Fixed possible memory access outside allocated memory.
Hold memory texts as one long string to avoid too much relocation at load time.
Fix for \K giving a compile-time error if it appeared in a lookbehind assersion.
\K was not working if it appeared in an atomic group or in a group that was called as a "subroutine", or in an assertion. Perl 5.11 documents that \K is "not well defined" if used in an assertion. DIRegEx now accepts it if the assertion is positive, but not if it is negative.
A pattern such as (?P<L1>(?P<L2>0)|(?P>L2)(?P>L1)) in which the only other item in branch that calls a recursion is a subroutine call – as in the second branch in the above example – was incorrectly given the compile-time error "recursive call could loop indefinitely" because pcre_compile was not correctly checking the subroutine for matching a non-empty string.
Completely revised the help generator to ease navigation and improve readability. Send your feedback!

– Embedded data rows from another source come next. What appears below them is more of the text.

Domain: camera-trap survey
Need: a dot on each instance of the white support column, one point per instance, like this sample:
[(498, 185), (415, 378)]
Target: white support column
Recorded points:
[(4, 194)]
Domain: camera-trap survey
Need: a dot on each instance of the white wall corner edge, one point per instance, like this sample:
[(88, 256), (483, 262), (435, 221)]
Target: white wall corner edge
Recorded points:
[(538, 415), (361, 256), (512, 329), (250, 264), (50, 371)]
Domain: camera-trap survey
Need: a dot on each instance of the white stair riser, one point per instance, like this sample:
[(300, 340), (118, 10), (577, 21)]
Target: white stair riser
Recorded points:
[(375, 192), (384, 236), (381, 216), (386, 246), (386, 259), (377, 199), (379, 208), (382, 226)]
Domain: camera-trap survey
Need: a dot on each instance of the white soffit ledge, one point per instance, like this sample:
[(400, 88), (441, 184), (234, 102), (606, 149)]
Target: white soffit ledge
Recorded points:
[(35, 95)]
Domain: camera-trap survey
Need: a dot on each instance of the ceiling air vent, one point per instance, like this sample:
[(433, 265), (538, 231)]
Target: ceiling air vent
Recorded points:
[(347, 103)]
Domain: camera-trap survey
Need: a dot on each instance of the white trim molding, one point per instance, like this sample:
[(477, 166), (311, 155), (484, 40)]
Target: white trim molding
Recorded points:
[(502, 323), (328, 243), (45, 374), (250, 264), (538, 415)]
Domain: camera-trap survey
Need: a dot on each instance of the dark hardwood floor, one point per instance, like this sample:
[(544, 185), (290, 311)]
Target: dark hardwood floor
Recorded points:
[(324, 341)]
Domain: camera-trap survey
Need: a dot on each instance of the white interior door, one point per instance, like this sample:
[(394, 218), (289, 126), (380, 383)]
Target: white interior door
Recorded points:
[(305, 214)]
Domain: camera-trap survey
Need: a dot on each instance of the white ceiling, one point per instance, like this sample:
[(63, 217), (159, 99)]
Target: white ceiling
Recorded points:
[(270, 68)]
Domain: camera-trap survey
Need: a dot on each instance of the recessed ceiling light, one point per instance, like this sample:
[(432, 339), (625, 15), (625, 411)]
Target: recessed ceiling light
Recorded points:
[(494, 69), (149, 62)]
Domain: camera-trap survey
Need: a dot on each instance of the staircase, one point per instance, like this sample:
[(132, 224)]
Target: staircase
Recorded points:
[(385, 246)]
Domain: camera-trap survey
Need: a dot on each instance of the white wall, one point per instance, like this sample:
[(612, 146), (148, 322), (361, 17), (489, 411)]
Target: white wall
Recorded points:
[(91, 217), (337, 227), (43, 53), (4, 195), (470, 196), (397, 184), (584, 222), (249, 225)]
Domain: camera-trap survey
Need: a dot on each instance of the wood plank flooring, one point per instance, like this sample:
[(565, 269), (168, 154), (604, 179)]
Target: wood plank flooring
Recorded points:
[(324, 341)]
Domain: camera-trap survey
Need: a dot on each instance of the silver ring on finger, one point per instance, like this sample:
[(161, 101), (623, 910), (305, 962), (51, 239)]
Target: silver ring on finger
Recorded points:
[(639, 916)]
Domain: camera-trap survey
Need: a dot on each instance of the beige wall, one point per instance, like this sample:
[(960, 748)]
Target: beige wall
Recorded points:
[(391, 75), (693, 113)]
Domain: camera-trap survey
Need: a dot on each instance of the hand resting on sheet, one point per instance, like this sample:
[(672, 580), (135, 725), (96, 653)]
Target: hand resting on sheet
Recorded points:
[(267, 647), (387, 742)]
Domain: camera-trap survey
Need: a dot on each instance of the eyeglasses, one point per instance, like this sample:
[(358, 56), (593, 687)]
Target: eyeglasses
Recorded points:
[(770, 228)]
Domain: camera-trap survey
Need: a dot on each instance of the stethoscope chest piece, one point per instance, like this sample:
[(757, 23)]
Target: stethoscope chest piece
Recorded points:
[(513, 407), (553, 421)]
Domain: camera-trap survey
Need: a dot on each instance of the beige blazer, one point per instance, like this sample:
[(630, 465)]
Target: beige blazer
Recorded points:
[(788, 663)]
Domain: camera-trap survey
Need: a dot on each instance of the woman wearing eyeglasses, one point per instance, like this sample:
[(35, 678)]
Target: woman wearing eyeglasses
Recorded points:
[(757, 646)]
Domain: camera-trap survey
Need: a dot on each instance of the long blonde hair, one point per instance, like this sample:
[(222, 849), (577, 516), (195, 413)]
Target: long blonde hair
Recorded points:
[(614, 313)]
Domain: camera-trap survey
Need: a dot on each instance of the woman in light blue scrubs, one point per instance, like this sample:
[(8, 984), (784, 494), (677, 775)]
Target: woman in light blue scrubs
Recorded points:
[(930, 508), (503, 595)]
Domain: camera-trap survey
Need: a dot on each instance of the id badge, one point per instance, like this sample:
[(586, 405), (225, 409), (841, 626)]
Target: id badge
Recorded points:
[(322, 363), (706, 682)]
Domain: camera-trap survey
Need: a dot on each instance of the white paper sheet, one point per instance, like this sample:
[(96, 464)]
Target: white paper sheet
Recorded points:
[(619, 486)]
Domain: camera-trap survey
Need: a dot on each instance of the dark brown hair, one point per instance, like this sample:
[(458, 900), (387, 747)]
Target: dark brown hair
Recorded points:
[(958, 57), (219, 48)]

A pattern such as ^(?!a(*SKIP)b) where a negative assertion contained one of the verbs SKIP, PRUNE, or COMMIT, did not work correctly. When the assertion pattern did not match (meaning that the assertion was true), it was incorrectly treated as false if the SKIP had been reached during the matching. This also applied to assertions used as conditions.
If an item that is not supported by pcre_dfa_exec() was encountered in an assertion subpattern, including such a pattern used as a condition, unpredictable results occurred, instead of the error return PCRE_ERROR_DFA_UITEM.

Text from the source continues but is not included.